‘Two killed’ after gunmen attack tourist resort in Mali
Security rescue 32 guests as suspected jihadists raid facility east of capital Bamako
Mali’s security ministry said gunmen were attacking the Le Campement resort in Dougourakoro east of the capital Bamako. Image: Google Maps
At least two people were killed in an attack by gunmen on Sunday at a luxury resort outside Mali’s capital Bamako popular with western expatriates, the security ministry said.
There also were believed to be hostages in the luxury Campement de Kangaba resort area.
Gunmen stormed the facility in Dougourakoro, to the east of the capital Bamako, a resort foreign residents often visit for weekend breaks.
“Security forces are in place. Campement Kangaba is blocked off and an operation is under way,” security ministry spokesman Baba Cisse said by telephone. “The situation is under control.”
However, he said two people had been killed, including a French-Gabonese citizen and another whose nationality was not yet known, he said.
Security forces have so far rescued 32 guests from the resort, a ministry spokesman said.
Witness Boubacar Sangare was just outside the compound during the attack. “Westerners were fleeing the encampment while two plainclothes police exchanged fire with the assailants,” he said.
“There were four national police vehicles and French soldiers in armoured vehicles on the scene.” A helicopter was circling overhead, he said.
A spokesman for French forces in Mali declined to immediately comment.
Security has gradually worsened across Mali since French forces pushed back allied Islamist and Tuareg rebel fighters in 2013 from swathes of the north they had occupied the previous year.

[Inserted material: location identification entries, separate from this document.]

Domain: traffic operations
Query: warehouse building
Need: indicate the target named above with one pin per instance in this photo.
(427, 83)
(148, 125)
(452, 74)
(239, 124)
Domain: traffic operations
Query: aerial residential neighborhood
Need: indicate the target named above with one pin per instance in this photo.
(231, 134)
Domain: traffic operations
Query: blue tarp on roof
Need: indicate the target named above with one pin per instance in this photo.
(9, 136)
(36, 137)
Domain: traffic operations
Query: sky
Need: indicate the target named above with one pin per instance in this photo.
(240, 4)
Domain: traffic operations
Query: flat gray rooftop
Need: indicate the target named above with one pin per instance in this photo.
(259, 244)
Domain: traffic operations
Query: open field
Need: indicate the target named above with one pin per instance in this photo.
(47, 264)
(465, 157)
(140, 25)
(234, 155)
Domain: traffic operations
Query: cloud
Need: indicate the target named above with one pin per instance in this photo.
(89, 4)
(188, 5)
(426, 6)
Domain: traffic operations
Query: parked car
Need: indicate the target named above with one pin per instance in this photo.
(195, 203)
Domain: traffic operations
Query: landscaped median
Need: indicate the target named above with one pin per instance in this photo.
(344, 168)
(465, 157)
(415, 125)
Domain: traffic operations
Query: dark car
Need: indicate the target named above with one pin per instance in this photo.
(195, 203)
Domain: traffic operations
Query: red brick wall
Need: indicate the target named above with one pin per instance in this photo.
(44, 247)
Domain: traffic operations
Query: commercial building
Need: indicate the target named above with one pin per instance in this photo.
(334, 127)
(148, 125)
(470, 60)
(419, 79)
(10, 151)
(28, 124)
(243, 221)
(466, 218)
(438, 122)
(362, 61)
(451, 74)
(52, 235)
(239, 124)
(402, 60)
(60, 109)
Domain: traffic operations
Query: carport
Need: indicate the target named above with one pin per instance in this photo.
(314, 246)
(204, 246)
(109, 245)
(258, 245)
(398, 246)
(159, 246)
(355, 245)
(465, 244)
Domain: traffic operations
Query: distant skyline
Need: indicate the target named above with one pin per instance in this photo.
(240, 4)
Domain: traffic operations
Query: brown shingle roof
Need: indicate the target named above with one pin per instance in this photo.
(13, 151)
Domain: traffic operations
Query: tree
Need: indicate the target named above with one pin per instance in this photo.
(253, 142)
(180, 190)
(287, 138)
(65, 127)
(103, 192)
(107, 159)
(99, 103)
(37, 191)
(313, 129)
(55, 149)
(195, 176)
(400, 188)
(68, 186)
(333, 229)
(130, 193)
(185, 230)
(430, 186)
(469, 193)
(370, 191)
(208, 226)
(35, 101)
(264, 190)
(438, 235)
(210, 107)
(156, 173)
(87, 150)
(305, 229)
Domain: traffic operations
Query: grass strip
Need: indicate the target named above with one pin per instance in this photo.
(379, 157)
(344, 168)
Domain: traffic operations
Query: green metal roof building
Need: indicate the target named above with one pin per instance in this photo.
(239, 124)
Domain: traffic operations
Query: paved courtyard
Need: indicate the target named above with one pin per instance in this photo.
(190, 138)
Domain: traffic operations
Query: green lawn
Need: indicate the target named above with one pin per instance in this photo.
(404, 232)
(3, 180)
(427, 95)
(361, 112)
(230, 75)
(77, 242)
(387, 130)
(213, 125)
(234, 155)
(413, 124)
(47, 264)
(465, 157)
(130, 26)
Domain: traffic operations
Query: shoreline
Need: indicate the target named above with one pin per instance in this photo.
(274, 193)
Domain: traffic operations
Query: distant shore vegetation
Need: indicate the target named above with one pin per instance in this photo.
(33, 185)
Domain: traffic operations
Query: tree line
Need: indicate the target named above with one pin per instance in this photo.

Initially concentrated in the desert north, attacks have increasingly struck the centre and south, around the capital Bamako. Al-Qaeda in the Islamic Maghreb and another militant group claimed responsibility for an attack on a Bamako hotel in late 2015 in which 20 people were killed.
French troops and a 10,000-strong UN peacekeeping force have battled to stabilise the former French colony, which is riven by ethnic conflict and plagued by dozens of armed groups.